Soon after we were assigned the project, my husband, youngest son, and I went out to McDonald’s one crisp March morning. It was just our way of sharing special playtime with our son. We were standing in line, waiting to be served, when all of a sudden, everyone around us began to back away and then, even my husband did so. I did not move an inch; an overwhelming feeling of panic welled up inside of me as I turned to see why they had moved. As I turned around, I smelled a horrible ‘dirty body’ smell, and there, standing behind me, were two poor homeless men. As I looked down at the short gentleman, close to me, he was ‘smiling.’ His beautiful sky-blue eyes were full of God’s Light as he searched for acceptance.
He said “Good day” as he counted the few coins he had been clutching. The second man fumbled with his hands as he stood behind his friend. I realised the second man was mentally challenged and the blue-eyed gentleman was his salvation. I held my tears as I stood there with them. The young lady at the counter asked him what they wanted. He said, “Coffee is all, Miss” because that was all they could afford. (If they wanted to sit in the restaurant and warm up, they had to buy something. He just wanted to be warm).
I smiled and asked the young lady behind the counter to give me two more breakfast meals on a separate tray. I then walked around the corner to the table that the men had chosen as a resting spot. I put the tray on the table and laid my hand on the blue-eyed gentleman’s cold hand. He looked up at me, with tears in his eyes, and said, “Thank you.” I leaned over, patted his hand, and said, “I did not do this for you. God is here working through me to give you hope.”
I started to cry as I walked away to join my husband and son. When I sat down, my husband smiled at me and said, “That is why God gave you to me, Honey, to give me hope.” We held hands for a moment and at that time, we knew that only because of the Grace that we had been given were we able to give.
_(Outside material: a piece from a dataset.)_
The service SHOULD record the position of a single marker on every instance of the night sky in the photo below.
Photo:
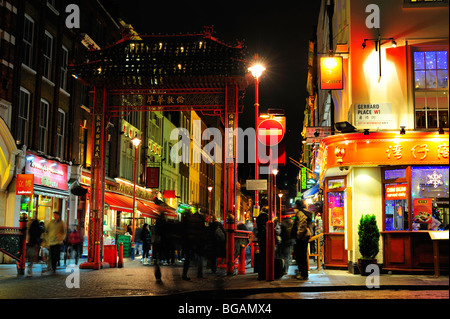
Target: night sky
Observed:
(278, 31)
Her lecturer read out her experience to everyone in the class and most were extremely moved by this.
She ends by saying,
“In my own way, I had touched the people at McDonald’s, my husband, son, instructor, and every soul that shared the classroom on the last night I spent as a college student. I graduated with one of the biggest lessons I would ever learn: unconditional acceptance and love for all.”
We all are meant to love each other, and this is where goodness steps in automatically. When we are open to both giving and receiving goodness, the Universe sends us miracles and makes us spread miracles all the time. Life is a series of miracles, after all.
Toolkit of Goodness
• Be open to friendship.
• Treat everyone as a human being, without any other tags attached to them.
• Spread love and kindness.
• Think of all the acts of goodness which you can do to be a player in the goodness of life.
• Accept and be grateful for the acts of goodness that the Universe is sending us all the time.
In an age where many people are deriding the efficacy of goodness, I am happy to be working amidst people who believe in just the opposite. By so believing, I have indeed attracted a lot of good people in my life, whether one calls it the Law of Attraction, the Secret, or the ancient law of karma. This indeed is applicable to all of us in the journey of our lives.